What is the freedom that Liu Xiabo wants for China?
From today’s Western democratic perspective, it means the individual is king and may do whatever he or she wants even rape children, murder and steal with the knowledge that his or her rights are protected regardless of the crimes and suffering caused.
Then there is the Western, Christian concept that even violent murderers and/or rapists of infants may ask God for forgiveness, and that forgiveness will be granted no matter the crime—no matter the suffering caused in society.
Meanwhile, in China, other than restrictions on political dissent and a limited number of religious choices, the people are free to live any honest lifestyle he or she can afford to support, as is the case in the West.
As for religious freedom in China, that is not important to most Chinese since Religion in China has been characterized by pluralism since the beginning of recorded Chinese history as far back as five thousand years.
Chinese religions are family-oriented and do not demand the exclusive adherence of members.
Generally, the percentages of people who call themselves religious in China have been the lowest in the world.

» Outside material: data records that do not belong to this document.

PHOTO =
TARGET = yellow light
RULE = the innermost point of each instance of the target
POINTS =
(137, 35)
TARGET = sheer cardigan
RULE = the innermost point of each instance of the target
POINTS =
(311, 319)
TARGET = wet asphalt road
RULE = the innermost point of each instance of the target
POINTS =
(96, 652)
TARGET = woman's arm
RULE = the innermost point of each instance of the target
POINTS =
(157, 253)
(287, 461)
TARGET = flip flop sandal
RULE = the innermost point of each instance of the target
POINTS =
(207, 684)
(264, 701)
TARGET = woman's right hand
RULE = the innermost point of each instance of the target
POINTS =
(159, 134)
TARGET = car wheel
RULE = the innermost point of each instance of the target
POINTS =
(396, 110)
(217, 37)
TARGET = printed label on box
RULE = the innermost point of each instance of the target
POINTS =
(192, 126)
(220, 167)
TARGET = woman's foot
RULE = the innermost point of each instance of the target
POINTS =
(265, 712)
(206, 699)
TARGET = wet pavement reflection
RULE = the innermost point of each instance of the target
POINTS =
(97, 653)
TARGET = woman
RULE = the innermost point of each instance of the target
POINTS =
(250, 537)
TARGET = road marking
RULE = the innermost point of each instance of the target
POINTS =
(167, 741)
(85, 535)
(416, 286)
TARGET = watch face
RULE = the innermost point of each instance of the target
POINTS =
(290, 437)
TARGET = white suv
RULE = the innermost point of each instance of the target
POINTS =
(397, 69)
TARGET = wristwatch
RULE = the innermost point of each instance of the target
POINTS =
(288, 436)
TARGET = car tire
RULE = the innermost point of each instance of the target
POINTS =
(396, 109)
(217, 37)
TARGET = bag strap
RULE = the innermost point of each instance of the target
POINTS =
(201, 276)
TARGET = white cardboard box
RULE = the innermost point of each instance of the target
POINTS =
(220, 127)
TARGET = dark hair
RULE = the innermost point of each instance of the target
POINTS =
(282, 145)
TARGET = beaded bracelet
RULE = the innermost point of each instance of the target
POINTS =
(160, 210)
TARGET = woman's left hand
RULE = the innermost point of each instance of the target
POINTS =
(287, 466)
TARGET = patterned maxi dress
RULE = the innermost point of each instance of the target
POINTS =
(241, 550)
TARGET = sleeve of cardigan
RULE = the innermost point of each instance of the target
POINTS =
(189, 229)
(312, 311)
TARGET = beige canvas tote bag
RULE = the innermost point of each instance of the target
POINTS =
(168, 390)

This does not mean that most Chinese do not believe in heaven or God.
They just do not need to belong to organized religions such as Christianity or Islam.
In fact, evidence in the West says that political dissent isn’t an important freedom since about half of the West’s eligible voters don’t vote anyway.
After all, nonvoters in America are too busy enjoying many of the freedoms that are now enjoyed by the citizens of China.
However, I admit that I enjoy my First Amendment rights as a US citizen, or I might not be writing this Blog defending China’s right to decide its political future.
As a US citizen, I do vote and express my political opinions, but I don’t stage public demonstrations as Liu Xiabo did in China. If you study the Chinese Constitution, you will discover that what he did could be considered illegal in China’s collective culture.